Si asciugò le poche gocce che erano scivolate lungo il suo
mento e ripose la bottiglietta al suo posto. Proprio mentre usciva
dalla cucina, gli venne in contro il biondino.
«Bill,
l'ho baciata!» esclamò quest'ultimo entusiasta. Il
moretto sgranò gli occhi e sorrise contento. Mentre il
fratellino svaniva in bagno, lui uscì in giardino, dove trovò
la bambina a giocherellare con una ciocca di capelli. Marciò
con sicurezza verso di lei, la prese per le spalle e posò
innocentemente le labbra sulle sue.
Il
loro primo bacio. L'avevano dato praticamente insieme. Tutta la loro
vita l'avevano trascorsa insieme. Avevano vissuto dell'altro attimo
dopo attimo, senza lasciarsi sfuggire nulla. Il loro era un rapporto
speciale, che andava oltre il semplice legame familiare.
Osservò
meglio il ragazzo dai cornrows color pece, seduto sulla poltrona di
fronte a lui, intento a seguire un programma televisivo di cui
personalmente non conosceva l'esistenza. Si concentrò a
studiare quel volto dai lineamenti così delicati eppure così
mascolini. Il cambiamento che esso aveva apportato era notevole. Così
come il look che aveva scelto di adottare, proprio come lui, a
dispetto di tutti i divieti imposti dalla madre Simone.
Quanto
avevano fatto penare quella povera donna...
«Che
diavolo avete fatto?!» l'urlo di una bella donna, dai capelli
biondi e gli occhi nocciola – proprio come quelli dei suoi figli
ormai dodicenni – si levò davanti all'entrata di quella
villetta di Lipsia. Davanti a sé i suoi “bambini” avevano
azzardato a fare ciò che aveva sempre severamente vietato,
sebbene non proprio esplicitamente.
Il
suo piccolo Bill la guardava con un'espressione quasi ingenua sul
volto. Il suo sopracciglio destro era trapassato da un anellino
metallico; i suoi occhi erano contornati di un colore nero, molto
pesante; le sue unghie dipinte dello stesso colore cupo.
Al
suo fianco Tom sorrideva beffardo. Il suo labbro inferiore era
contornato da due palline metalliche mentre il suo esile corpicino
era coperto da vestiti di almeno tre taglie più grosse della
sua.
Simone
sbattè ancora qualche attimo le palpebre, pregando mentalmente
perchè quell'assurdo spettacolo fosse unicamente frutto della
sua immaginazione; ma con suo grande dispiacere dovette accettare il
fatto che si trattasse proprio della cruda realtà.
«Ti
piace?» domandò ingenuamente Bill, con un radioso
sorriso stampato sul volto.
«Mi
– mi piace?» ripetè la donna incredula. «Filate
immediatamente in camera vostra e scordatevi di uscire per il resto
della settimana!»
Alla
fine era stato facile farle cambiare idea.
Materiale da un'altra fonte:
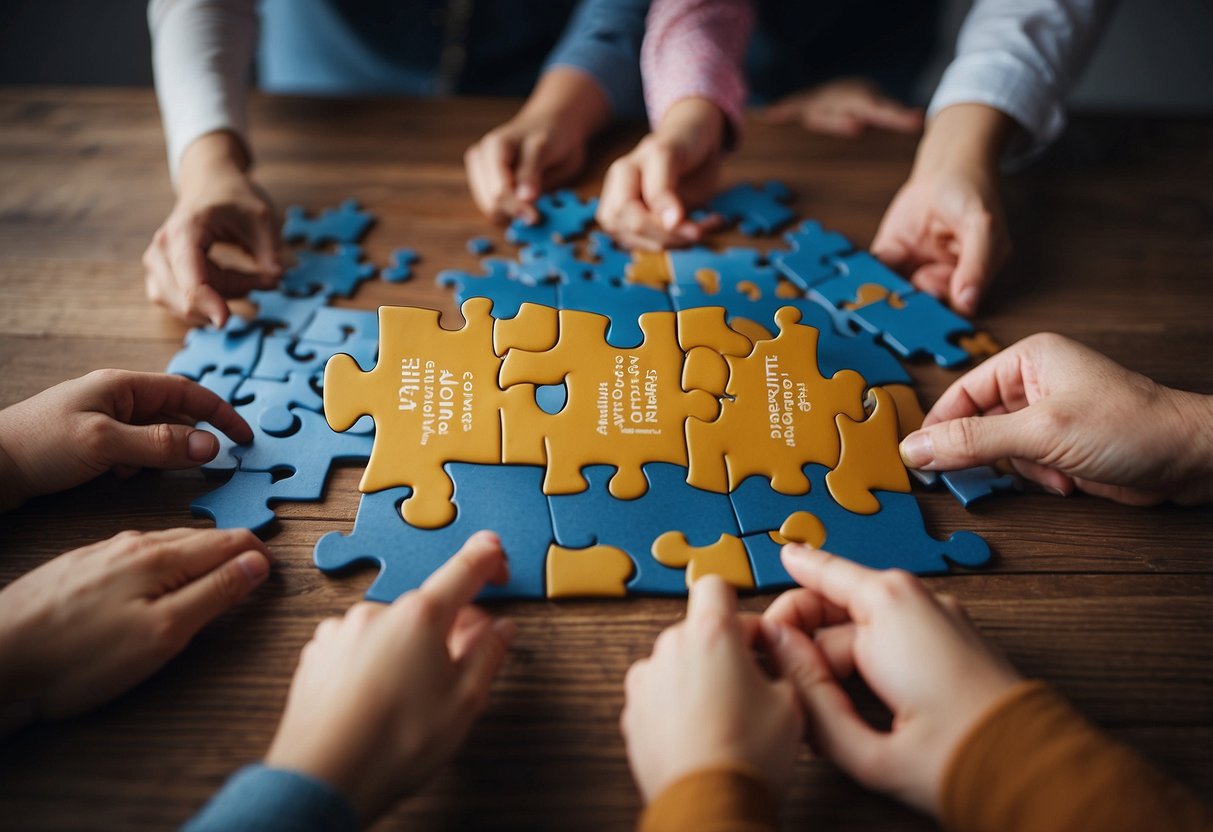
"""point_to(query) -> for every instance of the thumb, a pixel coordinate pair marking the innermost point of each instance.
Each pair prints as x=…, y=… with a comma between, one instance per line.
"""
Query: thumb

O meglio, farla adeguare
ai fatti. Col tempo aveva imparato ad apprezzarli per le loro
stranezze e presto quelle “stranezze” erano diventate delle
caratteristiche positive che, se non fossero state presenti, non
sarebbe stata la stessa cosa.
Li
aveva sempre affiancati ed incoraggiati in ogni loro decisione;
persino il giorno in cui avevano deciso di creare un gruppo musicale
e viaggiare per il mondo.
Sorrise.
Ne
avevano passate davvero tante insieme ma avrebbero dovuto vivere
ancora un sacco di meraviglie e dolori. E l'avrebbero fatto
supportandosi, come sempre. Le loro anime avrebbero per sempre
vissuto unite, più forti ogni giorno.
Si
alzò dal divano e si avvicinò a Tom: si era reso conto
di quanto tenesse a lui e non glielo avesse mai – o raramente –
dimostrato a parole o gesti affettuosi, nonostante fosse piuttosto
scontato.
Si
abbassò verso di lui, gli prese il viso fra le mani e gli
schioccò un affettuoso bacio sulla guancia morbida.
Il
moro rimase esterrefatto per quel gesto così inaspettato e
decisamente inusuale tra di loro. Alzò lo sguardo su di lui,
osservandolo con infinita curiosità negli occhi, in cerca di
qualche strana spiegazione.
«Ti
voglio semplicemente bene, fratellino mio.»